At the sight of her tears his expression changed to a mingling of triumph and
concern. He stood up, apparently intending to put an arm about her, but she
stepped back from him quickly. She produced a handkerchief, and with one sweep
of this and a simultaneous gulp had abolished her fit of weeping. His voice now
had lost its ironies.
"Now, Veronica," he pleaded, "Veronica, this is most unreasonable. All we do
is for your good. Neither your aunt nor I have any other thought but what is
best for you."
"Only you won't let me live. Only you won't let me exist!"
Mr. Stanley lost patience. He bullied frankly.
"What nonsense is this? What raving! My dear child, you DO live, you DO
exist! You have this home. You have friends, acquaintances, social standing,
brothers and sisters, every advantage! Instead of which, you want to go to some
mixed classes or other and cut up rabbits and dance about at nights in wild
costumes with casual art student friends and God knows who. That--that isn't
living! You are beside yourself. You don't know what you ask nor what you say.

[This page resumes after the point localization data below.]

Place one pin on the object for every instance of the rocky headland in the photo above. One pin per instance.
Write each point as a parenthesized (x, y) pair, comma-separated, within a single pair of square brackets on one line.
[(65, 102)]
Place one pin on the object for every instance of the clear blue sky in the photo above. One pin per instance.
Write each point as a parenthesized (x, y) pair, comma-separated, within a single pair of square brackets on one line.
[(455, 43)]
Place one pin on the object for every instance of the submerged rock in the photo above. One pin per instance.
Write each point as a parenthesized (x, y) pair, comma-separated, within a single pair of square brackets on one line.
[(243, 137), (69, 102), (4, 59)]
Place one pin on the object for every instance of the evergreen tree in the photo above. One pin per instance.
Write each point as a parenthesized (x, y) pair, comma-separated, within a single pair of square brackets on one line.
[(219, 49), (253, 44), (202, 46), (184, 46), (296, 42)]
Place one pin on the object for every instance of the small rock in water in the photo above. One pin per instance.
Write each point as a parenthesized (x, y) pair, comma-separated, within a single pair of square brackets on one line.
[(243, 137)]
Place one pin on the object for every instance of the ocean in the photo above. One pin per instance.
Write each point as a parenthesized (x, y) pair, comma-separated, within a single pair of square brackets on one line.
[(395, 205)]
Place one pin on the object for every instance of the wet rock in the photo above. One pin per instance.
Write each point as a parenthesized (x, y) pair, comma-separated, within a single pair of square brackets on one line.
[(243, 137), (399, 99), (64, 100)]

You have neither reason nor logic. I am sorry to seem to hurt you, but all I say
is for your good. You MUST not, you SHALL not go. On this I am resolved. I put
my foot down like--like adamant. And a time will come, Veronica, mark my words,
a time will come when you will bless me for my firmness to-night. It goes to my
heart to disappoint you, but this thing must not be."
He sidled toward her, but she recoiled from him, leaving him in possession of
the hearth-rug.
"Well," she said, "good-night, father."
"What!" he asked; "not a kiss?"
She affected not to hear.
The door closed softly upon her. For a long time he remained standing before
the fire, staring at the situation. Then he sat down and filled his pipe slowly
and thoughtfully. . . .
"I don't see what else I could have said," he remarked.